Table 15 shows the comparison between the algorithms reported in the literatures with the proposed DIL algorithm based upon RMSE and NMSE values on the Mackey–Glass dataset. It is easy to see from the table that, DIL has better performance in predicting this time series, compared with other algorithms. Obviously, compared with other algorithms, both RMSE and NMSE values have been significantly reduced by DIL.

Table 16 presents a comparison of the prediction errors on the Lorenz time series. The results show that, the DIL algorithm has much smaller RMSE and NMSE values, and more accurate prediction results.

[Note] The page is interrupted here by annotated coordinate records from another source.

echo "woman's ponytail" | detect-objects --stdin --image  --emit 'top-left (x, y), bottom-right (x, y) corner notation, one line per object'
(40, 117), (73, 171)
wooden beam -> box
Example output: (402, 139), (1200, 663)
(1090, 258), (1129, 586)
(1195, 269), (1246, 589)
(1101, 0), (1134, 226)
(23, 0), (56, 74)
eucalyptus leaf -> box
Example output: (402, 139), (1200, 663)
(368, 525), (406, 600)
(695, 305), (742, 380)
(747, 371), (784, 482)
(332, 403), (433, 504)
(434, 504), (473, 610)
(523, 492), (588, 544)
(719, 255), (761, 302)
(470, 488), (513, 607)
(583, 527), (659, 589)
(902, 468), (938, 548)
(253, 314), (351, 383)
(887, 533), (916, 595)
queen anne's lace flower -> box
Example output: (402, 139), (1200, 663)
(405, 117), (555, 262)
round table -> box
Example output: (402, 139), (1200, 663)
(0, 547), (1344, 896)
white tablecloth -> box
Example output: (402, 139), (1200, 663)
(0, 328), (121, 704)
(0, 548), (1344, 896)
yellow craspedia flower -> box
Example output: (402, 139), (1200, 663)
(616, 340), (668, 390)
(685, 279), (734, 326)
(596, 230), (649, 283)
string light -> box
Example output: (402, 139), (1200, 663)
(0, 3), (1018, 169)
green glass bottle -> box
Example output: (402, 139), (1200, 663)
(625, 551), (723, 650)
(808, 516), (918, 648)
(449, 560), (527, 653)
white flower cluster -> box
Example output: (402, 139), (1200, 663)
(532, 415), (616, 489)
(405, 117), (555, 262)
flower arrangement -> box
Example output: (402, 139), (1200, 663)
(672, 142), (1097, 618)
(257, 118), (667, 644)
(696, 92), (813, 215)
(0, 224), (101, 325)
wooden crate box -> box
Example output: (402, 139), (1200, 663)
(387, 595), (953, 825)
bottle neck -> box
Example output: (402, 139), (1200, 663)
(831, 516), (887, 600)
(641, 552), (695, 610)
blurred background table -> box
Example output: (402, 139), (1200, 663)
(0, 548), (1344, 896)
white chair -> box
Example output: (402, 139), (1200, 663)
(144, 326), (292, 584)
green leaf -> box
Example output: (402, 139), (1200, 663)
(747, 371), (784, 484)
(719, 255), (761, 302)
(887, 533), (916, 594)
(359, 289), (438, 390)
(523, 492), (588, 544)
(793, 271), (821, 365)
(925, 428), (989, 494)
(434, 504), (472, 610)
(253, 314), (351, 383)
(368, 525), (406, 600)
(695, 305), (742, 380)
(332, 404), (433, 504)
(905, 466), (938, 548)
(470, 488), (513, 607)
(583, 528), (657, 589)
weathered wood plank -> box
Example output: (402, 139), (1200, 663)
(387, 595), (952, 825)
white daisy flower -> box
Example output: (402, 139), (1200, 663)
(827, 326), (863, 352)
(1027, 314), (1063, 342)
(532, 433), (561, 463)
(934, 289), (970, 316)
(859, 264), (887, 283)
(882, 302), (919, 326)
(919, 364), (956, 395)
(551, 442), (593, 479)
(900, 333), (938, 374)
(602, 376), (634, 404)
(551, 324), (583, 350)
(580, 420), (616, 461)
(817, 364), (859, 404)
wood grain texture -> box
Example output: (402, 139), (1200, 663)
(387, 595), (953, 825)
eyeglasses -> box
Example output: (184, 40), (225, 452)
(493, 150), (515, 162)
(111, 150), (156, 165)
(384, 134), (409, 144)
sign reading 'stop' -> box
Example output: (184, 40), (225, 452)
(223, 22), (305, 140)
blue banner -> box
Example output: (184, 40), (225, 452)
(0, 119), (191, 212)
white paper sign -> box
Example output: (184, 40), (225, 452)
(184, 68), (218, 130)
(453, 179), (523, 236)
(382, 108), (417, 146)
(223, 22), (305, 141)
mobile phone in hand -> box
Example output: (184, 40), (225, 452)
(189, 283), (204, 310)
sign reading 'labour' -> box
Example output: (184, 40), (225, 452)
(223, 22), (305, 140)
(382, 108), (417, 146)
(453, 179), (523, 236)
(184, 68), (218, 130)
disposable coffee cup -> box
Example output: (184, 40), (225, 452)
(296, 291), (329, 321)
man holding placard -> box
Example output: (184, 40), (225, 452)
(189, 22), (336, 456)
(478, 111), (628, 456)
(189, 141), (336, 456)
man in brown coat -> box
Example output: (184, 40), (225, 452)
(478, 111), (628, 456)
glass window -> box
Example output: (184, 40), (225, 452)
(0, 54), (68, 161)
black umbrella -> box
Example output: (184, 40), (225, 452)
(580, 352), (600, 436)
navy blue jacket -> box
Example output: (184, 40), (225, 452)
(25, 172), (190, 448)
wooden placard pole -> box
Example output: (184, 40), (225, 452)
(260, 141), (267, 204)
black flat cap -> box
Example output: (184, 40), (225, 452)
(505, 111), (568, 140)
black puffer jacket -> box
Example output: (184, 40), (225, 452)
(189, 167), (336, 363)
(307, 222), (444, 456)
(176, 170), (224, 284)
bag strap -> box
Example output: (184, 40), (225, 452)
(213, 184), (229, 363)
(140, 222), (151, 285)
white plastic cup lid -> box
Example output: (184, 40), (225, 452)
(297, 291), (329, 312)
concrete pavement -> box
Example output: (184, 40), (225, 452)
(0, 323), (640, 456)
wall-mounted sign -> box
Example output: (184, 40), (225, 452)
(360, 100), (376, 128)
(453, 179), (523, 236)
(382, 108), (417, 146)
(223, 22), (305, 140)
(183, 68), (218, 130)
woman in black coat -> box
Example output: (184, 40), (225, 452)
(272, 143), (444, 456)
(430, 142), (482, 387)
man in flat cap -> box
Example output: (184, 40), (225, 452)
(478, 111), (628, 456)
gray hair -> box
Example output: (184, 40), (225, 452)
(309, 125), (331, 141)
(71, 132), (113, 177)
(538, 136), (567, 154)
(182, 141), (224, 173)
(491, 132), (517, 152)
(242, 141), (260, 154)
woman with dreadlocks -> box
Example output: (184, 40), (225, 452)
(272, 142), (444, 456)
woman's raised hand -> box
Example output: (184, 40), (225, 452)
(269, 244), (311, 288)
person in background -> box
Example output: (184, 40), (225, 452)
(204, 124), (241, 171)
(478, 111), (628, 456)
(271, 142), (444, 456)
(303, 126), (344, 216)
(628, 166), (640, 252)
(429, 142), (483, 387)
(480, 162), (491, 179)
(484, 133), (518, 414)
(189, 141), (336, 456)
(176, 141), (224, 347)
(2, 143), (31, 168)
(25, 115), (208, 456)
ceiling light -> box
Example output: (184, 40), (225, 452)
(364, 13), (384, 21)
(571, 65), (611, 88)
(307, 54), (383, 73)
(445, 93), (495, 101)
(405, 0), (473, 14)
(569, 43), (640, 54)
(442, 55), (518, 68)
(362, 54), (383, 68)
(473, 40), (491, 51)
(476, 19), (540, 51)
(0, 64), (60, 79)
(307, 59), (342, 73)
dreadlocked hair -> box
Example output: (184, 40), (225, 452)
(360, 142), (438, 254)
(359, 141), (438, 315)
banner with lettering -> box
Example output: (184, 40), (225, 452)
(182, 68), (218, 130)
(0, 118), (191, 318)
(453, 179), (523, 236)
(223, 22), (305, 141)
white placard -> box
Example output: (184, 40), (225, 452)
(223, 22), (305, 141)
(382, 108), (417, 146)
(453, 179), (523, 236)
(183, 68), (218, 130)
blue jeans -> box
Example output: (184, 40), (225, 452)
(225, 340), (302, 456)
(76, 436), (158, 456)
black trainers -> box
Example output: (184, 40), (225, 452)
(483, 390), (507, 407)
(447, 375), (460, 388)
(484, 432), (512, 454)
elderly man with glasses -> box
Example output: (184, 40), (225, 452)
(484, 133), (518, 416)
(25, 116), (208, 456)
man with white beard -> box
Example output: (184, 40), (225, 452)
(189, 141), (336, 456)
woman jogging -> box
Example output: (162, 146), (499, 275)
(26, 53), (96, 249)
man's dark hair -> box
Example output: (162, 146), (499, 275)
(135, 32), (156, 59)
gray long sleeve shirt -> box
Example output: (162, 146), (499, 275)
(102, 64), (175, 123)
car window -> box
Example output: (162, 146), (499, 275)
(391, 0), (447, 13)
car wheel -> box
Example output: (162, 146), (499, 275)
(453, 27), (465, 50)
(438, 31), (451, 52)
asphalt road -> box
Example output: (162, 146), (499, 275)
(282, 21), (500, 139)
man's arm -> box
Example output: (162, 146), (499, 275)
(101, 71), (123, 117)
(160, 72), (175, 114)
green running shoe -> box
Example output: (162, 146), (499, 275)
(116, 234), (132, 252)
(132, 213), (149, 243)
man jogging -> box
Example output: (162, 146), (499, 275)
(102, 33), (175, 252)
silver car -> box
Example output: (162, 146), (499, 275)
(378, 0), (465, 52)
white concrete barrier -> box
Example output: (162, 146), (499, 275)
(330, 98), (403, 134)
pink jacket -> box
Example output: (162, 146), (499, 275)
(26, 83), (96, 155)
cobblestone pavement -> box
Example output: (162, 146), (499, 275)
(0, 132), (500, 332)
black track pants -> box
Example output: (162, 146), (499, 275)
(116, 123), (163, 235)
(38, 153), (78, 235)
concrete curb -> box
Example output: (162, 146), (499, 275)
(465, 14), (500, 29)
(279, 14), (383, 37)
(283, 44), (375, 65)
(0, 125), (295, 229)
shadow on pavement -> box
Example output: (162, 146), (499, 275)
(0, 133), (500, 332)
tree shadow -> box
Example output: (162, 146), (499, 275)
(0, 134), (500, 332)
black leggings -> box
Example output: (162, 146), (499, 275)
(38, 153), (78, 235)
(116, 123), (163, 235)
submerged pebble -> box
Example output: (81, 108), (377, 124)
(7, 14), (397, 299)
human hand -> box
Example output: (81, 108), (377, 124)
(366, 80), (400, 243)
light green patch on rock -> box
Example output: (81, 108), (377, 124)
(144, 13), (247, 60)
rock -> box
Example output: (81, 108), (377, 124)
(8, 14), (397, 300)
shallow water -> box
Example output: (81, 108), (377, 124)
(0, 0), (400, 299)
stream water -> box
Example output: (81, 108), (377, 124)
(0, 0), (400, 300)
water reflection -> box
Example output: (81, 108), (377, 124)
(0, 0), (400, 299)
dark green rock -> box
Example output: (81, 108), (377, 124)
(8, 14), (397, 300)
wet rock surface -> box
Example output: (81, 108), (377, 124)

In Table 17, the proposed DIL algorithm achieves smaller RMSE in predicting the Sunspot time series, when compared to other algorithms. The mean value of NMSE for 20 runs of DIL is minimal, although only slightly smaller than the second optimal algorithm. Table 2 shows that, the maximum NMSE of DIL is 6.24E−04 on the Sunspot dataset, which is worse than the Residual Analysis method using Hybrid Elman-NARX Neural Networks (HENNN-RA) [55] and Taguchi’s Design of Experiment (Taguchi’s DoE) [56] models. However, we can see that, the minimum and average NMSE values achieved by DIL are smaller than Taguchi’s DoE. In fact, 16 results of NMSEs are within the range of (4.07E−04, 5.03E−04) in 20 repetitive experiments. The prediction NMSEs of the proposed model are better than the second optimal model in most cases. Combining with the results of NMSE and RMSE, we have sufficient reason to believe that the performance of the proposed DIL algorithm is better than all the other comparative models.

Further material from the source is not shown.